# Selling jerky with in state



## ajb2320 (Sep 23, 2011)

Does any one no the rules and regulations if I want to sale beef jerky at flea markets sportsmen clubs farmers markets or festivals. Everything I look at is very confusing. Everything I do would be within my state of pennsylvannia. One thing says I need to be federally inspected one place says only if your going to sale out of state. One thing says I just need to have my kitchen registered from the state. One place says if I make it and sale it to some one else to be sold again I have to be federally inspected.. Very confusing. Any info would help.
Thanks
Allen


----------



## chef willie (Sep 23, 2011)

I'm in Oregon...probably a little different, maybe not. I inquired into the sale of my que sauce a few years ago & had to be inspected by the Fed Dept of Ag and have a local license as well. Lot of hoops to jump through with the Fed but eventually I got the license. Also had to have batches of my sauce tested by an independent food lab for safety & submit those reports. The Fed should have a local office somewhere near you that you could call & inquire directly. The Fed supercedes any local, state requirements so I would start there and rely on no ones info. I believe anything having to do with the resale of meat products has be Fed inspected. IF you proceed with the venture make sure you are protected by becoming a LLC and have product liability insurance up the whazoo in case somebody makes a claim against you.


----------



## ajb2320 (Sep 23, 2011)

Thanks for some info.. Anything helps. From what I was explained a while back was if I only sale from my kitchen or facility that I didn't have to be federally inspected, but as soon as I sale to other super markets then I have to be federally inspected. If that is the case then an inspector would have to be at my place everytime I slice the meat.  For the 60-100lbs of meat I would do it would not be cost effective.


----------



## DanMcG (Sep 23, 2011)

Check with you local Ag and Markets. Lots of reg's for making products to sell, even rub mixes are regulated and inspected.
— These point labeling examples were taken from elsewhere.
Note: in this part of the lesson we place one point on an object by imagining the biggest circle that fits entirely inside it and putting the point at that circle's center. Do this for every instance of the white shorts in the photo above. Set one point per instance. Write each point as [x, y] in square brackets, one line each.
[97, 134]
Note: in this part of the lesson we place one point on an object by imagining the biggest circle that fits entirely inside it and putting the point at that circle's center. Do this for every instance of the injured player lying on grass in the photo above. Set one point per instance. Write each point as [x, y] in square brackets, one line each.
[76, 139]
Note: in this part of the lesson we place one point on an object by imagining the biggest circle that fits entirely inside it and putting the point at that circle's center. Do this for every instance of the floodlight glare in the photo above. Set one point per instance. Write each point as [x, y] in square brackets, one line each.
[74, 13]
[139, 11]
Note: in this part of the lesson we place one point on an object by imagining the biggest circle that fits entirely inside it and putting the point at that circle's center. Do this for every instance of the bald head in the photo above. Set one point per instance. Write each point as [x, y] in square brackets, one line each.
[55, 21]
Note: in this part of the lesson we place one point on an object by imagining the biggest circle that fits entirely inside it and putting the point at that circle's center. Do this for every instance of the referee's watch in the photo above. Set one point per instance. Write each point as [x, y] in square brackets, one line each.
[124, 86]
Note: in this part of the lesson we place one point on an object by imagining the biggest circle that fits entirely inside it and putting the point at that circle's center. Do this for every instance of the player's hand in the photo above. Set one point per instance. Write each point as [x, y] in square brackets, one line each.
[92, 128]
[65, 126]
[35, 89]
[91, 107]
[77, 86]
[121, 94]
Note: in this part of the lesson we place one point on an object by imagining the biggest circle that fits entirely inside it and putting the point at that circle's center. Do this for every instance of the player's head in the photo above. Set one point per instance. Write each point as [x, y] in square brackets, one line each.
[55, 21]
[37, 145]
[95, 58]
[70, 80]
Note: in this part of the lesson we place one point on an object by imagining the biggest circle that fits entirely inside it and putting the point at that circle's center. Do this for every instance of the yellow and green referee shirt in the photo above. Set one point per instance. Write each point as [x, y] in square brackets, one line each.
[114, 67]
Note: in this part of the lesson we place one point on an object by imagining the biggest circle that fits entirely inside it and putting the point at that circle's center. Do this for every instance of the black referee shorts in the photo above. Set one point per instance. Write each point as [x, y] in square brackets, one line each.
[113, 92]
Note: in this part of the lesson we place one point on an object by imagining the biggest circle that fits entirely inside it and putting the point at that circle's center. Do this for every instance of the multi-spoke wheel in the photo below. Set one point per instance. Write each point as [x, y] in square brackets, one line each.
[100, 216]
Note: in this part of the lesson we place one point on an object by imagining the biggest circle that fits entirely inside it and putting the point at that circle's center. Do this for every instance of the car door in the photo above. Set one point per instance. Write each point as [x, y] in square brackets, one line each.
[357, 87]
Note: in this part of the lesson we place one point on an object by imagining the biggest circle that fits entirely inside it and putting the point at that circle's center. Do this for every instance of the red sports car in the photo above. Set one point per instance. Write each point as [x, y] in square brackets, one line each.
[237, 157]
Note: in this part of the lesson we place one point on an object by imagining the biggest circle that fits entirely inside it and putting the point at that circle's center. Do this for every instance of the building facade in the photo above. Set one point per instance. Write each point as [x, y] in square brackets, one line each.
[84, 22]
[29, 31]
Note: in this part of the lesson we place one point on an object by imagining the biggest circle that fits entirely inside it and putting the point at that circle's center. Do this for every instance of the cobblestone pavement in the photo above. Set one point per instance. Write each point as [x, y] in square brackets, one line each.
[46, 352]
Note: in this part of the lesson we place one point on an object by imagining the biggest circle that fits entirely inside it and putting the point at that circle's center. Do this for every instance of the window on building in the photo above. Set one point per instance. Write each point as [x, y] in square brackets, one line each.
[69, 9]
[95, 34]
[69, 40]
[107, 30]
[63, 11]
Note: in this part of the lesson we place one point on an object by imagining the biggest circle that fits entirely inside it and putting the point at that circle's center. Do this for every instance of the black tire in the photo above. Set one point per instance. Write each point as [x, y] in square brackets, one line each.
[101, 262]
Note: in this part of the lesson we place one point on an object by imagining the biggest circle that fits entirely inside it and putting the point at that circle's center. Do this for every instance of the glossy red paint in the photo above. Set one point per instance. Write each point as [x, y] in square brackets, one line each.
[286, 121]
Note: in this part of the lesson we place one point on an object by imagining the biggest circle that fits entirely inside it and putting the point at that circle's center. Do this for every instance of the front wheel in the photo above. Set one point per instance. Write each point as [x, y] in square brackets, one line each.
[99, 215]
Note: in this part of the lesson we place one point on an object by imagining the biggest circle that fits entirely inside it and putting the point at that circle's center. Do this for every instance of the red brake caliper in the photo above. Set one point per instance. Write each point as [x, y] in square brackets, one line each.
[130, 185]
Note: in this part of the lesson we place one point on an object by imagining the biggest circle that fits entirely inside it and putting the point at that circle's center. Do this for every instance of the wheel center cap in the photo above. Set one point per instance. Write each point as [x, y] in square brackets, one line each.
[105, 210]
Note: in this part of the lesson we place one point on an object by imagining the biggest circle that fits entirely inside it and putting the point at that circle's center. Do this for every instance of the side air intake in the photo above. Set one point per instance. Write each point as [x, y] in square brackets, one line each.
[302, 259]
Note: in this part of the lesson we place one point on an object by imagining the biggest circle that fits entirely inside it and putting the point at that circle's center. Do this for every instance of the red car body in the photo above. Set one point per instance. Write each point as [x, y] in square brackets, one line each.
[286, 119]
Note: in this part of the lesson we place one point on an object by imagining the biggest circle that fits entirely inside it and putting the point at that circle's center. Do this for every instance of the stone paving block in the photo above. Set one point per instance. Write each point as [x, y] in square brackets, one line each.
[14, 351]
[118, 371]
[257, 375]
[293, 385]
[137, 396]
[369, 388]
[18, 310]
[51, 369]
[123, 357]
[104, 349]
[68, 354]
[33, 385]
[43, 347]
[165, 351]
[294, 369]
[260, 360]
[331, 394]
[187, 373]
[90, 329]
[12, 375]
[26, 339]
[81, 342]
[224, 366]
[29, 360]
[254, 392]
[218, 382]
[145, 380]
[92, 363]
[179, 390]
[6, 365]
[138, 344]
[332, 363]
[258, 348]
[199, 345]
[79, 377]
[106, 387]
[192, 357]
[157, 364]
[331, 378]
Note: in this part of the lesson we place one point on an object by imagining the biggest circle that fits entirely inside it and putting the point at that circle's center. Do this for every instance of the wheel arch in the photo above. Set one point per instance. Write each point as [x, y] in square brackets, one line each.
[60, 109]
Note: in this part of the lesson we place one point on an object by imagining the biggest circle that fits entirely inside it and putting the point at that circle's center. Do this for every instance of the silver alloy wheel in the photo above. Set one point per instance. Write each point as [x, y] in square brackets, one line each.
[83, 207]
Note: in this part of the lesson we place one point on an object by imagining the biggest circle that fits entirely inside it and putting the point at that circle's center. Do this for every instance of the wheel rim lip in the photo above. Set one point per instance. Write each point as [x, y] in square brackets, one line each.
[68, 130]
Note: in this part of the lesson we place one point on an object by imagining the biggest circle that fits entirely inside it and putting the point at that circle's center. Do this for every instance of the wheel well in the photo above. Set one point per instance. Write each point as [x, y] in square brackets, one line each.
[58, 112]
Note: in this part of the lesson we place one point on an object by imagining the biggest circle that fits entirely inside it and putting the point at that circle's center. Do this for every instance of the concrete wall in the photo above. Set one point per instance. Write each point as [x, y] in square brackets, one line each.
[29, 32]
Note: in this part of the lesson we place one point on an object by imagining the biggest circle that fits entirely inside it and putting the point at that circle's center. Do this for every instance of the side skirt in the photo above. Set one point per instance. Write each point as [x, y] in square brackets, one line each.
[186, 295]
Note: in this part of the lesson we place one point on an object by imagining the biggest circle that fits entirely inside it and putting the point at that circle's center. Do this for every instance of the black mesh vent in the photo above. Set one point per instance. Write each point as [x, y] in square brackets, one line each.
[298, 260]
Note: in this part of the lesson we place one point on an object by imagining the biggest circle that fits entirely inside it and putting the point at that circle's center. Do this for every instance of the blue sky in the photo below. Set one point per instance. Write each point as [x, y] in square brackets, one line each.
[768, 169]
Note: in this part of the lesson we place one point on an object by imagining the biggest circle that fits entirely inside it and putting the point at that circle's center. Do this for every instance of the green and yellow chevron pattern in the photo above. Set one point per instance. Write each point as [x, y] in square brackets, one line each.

Here in NY forget making something out of your home kitchen and I bet that's a fed reg...


----------



## roller (Sep 23, 2011)

Around here people peddle homemade food all the time to these quick stops and at flea markets and garage sales...I know one guy that makes 3 grand a month peddling Brownies wrapped in seran wrap...


----------



## eman (Sep 23, 2011)

Here in louisiana your kitchen has to be inspected and your house kitchen won't pass. has to be commercial kitchen.

1 million blanket bond will cost you  but you have to have it . every tool and step must be approved. temps of freezers and fridges must be monitored.

 This is to do it legally, Got guys out on the corner selling some mighty good ribs that have never heard of an inspector. but they run the risk of losing everything they own???


----------